For database connections specifically, the options are:

  • Envoy's MySQL proxy filter and PostgreSQL proxy filter, which can parse the MySQL/PostgreSQL wire protocols and potentially inject authentication data — but these filters have limited functionality and are not production-ready for credential injection use cases.
  • Protocol-level proxying: a smart proxy (like PgBouncer with IAM auth support, or a custom proxy) that understands the database protocol, accepts connections from the sidecar, and authenticates to the database using credentials fetched just-in-time from a credential service.
  • Application-level integration: the application code fetches credentials from the Workload API or a local credential service, rather than relying on the sidecar for injection. This is more intrusive but more reliable for non-HTTP protocols.

This is the honest tradeoff: Envoy sidecars work well for HTTP/HTTPS workload identity injection with zero application changes. For other protocols, you need either protocol-specific sidecar support or application-level integration. We're not saying the sidecar pattern is universal — it has a clear protocol boundary.
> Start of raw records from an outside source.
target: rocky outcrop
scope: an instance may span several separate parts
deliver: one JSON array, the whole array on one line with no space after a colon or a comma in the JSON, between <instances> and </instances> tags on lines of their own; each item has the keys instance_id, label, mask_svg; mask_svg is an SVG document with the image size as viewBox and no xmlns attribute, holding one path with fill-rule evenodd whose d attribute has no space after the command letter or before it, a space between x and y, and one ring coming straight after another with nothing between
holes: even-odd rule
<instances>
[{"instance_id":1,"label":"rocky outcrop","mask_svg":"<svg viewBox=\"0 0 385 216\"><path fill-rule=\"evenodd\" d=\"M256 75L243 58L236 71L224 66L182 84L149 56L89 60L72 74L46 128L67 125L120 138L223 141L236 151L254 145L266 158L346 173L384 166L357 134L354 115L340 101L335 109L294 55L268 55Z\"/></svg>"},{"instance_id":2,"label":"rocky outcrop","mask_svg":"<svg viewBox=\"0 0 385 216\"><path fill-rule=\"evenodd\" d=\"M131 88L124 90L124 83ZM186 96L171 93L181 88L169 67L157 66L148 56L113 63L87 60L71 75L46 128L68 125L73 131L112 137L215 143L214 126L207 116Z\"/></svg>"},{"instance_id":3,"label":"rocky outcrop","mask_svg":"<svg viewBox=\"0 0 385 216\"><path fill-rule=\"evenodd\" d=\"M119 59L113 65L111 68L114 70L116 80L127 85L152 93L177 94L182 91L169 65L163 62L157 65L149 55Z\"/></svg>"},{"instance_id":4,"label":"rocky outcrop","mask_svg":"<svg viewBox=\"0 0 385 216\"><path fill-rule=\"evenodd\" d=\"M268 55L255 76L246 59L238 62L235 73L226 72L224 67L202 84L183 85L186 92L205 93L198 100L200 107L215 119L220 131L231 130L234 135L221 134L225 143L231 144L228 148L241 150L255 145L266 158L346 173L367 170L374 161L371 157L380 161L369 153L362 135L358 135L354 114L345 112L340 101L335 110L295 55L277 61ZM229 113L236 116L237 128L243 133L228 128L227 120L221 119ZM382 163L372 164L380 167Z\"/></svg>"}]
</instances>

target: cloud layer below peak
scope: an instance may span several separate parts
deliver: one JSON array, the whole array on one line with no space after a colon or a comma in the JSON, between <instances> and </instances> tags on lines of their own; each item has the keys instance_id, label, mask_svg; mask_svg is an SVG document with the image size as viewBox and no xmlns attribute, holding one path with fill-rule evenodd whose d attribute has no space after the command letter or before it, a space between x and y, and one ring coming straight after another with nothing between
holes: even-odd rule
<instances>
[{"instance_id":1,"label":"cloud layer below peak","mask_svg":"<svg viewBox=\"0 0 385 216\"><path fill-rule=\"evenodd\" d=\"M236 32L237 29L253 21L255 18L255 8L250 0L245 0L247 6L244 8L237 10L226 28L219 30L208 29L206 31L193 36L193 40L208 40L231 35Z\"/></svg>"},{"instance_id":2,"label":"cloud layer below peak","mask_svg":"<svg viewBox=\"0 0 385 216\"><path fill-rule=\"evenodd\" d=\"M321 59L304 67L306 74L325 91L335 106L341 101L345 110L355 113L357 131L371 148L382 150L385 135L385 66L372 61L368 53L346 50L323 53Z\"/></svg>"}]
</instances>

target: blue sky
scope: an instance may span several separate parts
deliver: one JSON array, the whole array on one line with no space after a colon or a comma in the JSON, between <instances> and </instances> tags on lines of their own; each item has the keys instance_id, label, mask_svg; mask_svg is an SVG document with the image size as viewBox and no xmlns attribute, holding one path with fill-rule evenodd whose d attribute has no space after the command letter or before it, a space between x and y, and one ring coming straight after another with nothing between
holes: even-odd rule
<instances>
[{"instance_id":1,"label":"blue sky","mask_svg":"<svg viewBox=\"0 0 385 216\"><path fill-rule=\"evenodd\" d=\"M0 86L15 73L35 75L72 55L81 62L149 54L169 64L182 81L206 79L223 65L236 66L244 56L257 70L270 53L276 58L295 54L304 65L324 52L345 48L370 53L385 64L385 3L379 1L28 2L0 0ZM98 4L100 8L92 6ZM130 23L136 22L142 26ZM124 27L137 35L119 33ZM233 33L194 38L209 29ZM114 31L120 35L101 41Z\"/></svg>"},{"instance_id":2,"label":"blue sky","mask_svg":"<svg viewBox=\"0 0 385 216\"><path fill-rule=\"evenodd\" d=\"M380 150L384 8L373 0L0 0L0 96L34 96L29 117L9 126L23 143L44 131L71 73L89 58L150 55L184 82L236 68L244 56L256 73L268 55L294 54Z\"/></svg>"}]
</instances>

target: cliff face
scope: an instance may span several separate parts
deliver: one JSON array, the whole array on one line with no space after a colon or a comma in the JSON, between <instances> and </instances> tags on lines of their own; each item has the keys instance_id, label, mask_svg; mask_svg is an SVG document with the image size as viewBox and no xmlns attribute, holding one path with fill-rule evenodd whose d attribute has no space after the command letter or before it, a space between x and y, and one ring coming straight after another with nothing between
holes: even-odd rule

SPIFFE Workload API Integration

For an Envoy-based sidecar to inject SPIFFE-derived identity tokens, it needs access to the Workload API. In a SPIRE-equipped cluster, the Workload API socket is available at a well-known path mounted into every pod (via a HostPath volume or CSI driver). The identity injector service running alongside Envoy opens the Workload API socket and streams SVIDs, rotating them before they expire.

The sequence for an outbound HTTP request with SPIFFE-based JWT injection:

  1. Application makes HTTP request to downstream API.
  2. Outbound iptables redirect sends the TCP connection to Envoy port 15001.
  3. Envoy's ext_authz filter sends the request attributes (destination host, path, headers) to the identity injector.
  4. Identity injector looks up the current JWT-SVID for the target audience. If cached and not near expiry, returns it immediately. If expired or near expiry, fetches a fresh one from the Workload API.
  5. Identity injector returns an authorization decision to Envoy with Authorization: Bearer <jwt-svid> as an injected header.
  6. Envoy adds the header and forwards the request to the destination.
  7. Destination validates the JWT-SVID signature, checks expiry, checks audience, extracts the SPIFFE ID from the sub claim, and makes an authorization decision.

Round-trip time for the ext_authz call to a local identity injector is typically under 1ms (local socket, no network hop). For cached SVIDs, this is a memory lookup. The latency impact is negligible for most workloads.

What Changes at the Application Layer

With sidecar-based identity injection, the application sends HTTP requests with no authentication header (or with a placeholder that the sidecar replaces). The downstream service receives requests with a valid authentication header that was added by the proxy layer.

This is transparent to the application code — it makes HTTP calls the same way it always did. No SDK changes, no credential loading code, no token renewal logic. The application doesn't know or need to know that its requests are being authenticated by the sidecar.

The tradeoff: the sidecar is a new failure mode. If the sidecar's connection to the Workload API fails, or if the ext_authz call times out, the request behavior depends on your failure_mode_allow setting. With failure_mode_allow: false (default), requests fail closed — the sidecar blocks requests rather than forwarding unauthenticated ones. With failure_mode_allow: true, requests pass through without the authentication header, which may be appropriate for lower-security paths or development environments.

The sidecar pattern is the right approach for Kubernetes workloads where you want workload identity without touching application code. For environments where sidecar injection isn't feasible — serverless, non-Kubernetes, highly latency-sensitive workloads where the ext_authz hop matters — the SDK integration path is more appropriate. Both approaches achieve the same end state: workloads authenticating with ephemeral, attested identity rather than stored secrets.